Così è stata descritta, alla presentazione degli ultimi dati statistici, la situazione nel settore edile dagli ambienti economici. La stessa cosa non possono dirla i lavoratori: negli ultimi tempi abbiamo assistito ad un continuo e costante peggioramento delle condizioni di lavoro, con molteplici casi di abusi denunciati dalle organizzazioni sindacali. Un tema di triste attualità mediatica, un’accelerazione pericolosa che segnala una precisa deriva del settore, contro la quale si impongono le necessarie risposte strutturali!

 

In un contesto di forte produttività ma di diritti attaccati, con minimi salariali fermi al palo da anni e modesti aumenti, i lavoratori hanno elaborato un pacchetto rivendicativo molto semplice per il rinnovo contrattuale: maggiore protezione e dignità per chi produce con fatica!! A febbraio le trattative sono iniziate, sviluppandosi in una quindicina di incontri. Il risultato è riassumibile come segue:

 

A partire dal 1. gennaio 2012 il settore si ritroverà senza un contratto collettivo di lavoro (CNM) valido, per decreto federale, per tutti i lavoratori attivi sui cantieri della Svizzera.

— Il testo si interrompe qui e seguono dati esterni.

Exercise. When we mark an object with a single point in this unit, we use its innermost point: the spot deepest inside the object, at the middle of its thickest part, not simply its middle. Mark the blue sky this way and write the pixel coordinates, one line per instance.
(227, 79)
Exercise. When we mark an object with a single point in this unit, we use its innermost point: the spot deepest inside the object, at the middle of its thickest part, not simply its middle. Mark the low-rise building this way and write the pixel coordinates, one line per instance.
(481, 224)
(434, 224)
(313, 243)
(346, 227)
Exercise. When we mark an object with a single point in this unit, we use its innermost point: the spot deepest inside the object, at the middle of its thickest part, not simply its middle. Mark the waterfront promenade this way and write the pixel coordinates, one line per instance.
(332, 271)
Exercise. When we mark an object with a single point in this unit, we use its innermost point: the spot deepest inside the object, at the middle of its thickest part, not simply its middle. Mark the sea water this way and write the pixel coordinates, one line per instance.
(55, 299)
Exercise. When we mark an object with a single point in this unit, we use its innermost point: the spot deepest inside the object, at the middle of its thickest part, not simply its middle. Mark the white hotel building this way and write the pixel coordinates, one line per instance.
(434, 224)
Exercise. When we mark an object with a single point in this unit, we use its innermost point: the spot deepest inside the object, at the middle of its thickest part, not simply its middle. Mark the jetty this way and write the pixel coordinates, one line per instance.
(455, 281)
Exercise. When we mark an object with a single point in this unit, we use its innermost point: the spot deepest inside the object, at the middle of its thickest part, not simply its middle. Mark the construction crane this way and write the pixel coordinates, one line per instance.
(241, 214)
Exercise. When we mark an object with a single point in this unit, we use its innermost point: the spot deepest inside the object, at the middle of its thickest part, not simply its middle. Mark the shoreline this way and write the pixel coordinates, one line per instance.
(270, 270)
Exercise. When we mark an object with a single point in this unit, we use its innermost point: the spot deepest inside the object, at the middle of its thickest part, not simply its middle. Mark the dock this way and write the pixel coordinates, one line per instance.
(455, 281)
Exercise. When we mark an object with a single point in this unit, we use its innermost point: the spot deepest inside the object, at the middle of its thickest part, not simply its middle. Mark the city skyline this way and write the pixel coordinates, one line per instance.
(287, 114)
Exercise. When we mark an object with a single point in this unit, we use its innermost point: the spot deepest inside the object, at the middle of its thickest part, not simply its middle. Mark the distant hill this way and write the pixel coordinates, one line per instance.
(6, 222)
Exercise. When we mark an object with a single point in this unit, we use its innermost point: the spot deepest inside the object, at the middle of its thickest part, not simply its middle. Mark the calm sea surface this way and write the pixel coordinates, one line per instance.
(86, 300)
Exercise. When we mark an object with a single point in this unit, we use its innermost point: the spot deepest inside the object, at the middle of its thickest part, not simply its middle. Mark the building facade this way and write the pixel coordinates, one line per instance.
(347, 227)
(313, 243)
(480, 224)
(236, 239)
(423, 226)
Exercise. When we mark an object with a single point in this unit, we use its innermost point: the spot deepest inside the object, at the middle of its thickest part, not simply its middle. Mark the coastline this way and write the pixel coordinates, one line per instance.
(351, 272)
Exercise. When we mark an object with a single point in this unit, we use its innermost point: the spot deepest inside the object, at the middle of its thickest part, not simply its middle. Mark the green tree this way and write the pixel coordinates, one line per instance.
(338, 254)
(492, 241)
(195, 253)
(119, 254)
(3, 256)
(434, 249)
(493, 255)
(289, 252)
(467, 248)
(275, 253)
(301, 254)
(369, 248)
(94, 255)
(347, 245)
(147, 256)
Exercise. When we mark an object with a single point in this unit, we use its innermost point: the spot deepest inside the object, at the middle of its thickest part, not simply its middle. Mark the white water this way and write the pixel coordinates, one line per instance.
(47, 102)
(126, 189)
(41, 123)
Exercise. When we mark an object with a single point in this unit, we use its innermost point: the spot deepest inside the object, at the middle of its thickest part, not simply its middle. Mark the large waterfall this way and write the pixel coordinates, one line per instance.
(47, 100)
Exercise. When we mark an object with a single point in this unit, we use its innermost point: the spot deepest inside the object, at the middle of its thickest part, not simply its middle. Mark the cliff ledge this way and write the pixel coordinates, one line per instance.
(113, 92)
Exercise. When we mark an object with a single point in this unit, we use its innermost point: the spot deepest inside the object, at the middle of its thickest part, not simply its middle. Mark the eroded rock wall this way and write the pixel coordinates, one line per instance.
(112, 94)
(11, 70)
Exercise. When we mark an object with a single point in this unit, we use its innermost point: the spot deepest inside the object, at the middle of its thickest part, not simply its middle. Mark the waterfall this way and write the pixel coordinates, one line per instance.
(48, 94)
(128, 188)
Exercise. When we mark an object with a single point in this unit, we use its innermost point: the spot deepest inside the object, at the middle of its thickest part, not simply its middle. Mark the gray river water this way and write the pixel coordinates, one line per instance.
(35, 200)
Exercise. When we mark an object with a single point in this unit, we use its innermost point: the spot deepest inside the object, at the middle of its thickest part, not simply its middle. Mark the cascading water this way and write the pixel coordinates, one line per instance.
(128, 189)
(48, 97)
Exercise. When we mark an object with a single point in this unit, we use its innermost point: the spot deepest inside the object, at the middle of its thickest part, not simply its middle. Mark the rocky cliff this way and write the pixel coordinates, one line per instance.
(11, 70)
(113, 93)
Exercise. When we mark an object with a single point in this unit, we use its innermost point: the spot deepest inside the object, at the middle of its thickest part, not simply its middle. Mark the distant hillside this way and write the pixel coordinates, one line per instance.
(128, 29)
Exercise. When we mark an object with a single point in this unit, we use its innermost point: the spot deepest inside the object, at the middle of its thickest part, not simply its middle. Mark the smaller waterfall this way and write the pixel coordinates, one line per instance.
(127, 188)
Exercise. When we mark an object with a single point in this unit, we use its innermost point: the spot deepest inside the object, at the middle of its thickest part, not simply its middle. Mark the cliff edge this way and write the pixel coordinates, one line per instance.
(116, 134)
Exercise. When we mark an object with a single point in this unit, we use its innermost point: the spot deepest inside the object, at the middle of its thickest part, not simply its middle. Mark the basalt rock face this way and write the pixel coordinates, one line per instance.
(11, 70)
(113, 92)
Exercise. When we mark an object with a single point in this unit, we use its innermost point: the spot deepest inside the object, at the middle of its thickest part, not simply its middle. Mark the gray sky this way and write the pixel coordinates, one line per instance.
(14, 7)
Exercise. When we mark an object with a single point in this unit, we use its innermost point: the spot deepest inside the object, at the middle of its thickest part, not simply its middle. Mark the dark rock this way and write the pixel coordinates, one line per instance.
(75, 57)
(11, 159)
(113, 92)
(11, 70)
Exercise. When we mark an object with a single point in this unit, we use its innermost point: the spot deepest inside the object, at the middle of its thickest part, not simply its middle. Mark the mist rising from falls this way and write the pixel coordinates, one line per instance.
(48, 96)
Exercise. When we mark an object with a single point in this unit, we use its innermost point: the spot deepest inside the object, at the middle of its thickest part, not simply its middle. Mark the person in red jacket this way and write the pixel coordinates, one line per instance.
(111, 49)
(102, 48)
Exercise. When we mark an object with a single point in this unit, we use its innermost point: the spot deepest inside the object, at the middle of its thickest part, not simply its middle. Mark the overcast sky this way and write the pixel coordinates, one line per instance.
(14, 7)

Secondo dato di fatto: una situazione aconvenzionale (senza CNM) non è una soluzione.

 

La Società svizzera degli impresari costruttori (SSIC-CH), ma solo a parole, concorda pienamente con questa valutazione. Ma alle parole, devono seguire degli atti concreti e coerenti: proprio su questo terreno, la SSIC-CH ha un atteggiamento poco chiaro, provocatorio e spericolato: negli ultimi due incontri di negoziazione nazionale ha mostrato il proprio vero volto, con una chiusura sulle proposte sindacali ed una serie di proposte e provocazioni che hanno fatto saltare il tavolo della trattativa. Per loro il principio della "responsabilità solidale" (ovvero, se il subappaltatore non rispetta il CNM è l'impresa pilota locale "che paga") non è praticabile, i lavoratori "anziani meno produttivi" devono essere pagati di meno, i lavoratori con meno di 45 anni - se ammalati o infortunati - devono essere licenziati dopo i primi 30 giorni di assenza, buona parte degli autisti devono essere esclusi dal CNM e perdere il diritto al pensionamento anticipato, ecc. . Aumenti? Briciole.

 

 

La SSIC-CH, invece di rafforzare il CNM e difendere la professionalità di un intero settore, vuole semplicemente avere "le mani libere". Libere magari di prolungare il contratto, a costo zero, per tornare a trattare quando la produttività calerà, tra un anno o due, con il coltello dalla parte del manico! Inaccettabile e fuori da ogni logica.

 

Per convincere gli impresari costruttori ad una diversa attitudine è importante riprendere il percorso di mobilitazione dei lavoratori!

 

    Venerdì 2 dicembre 2011 
          tutti a Bellinzona!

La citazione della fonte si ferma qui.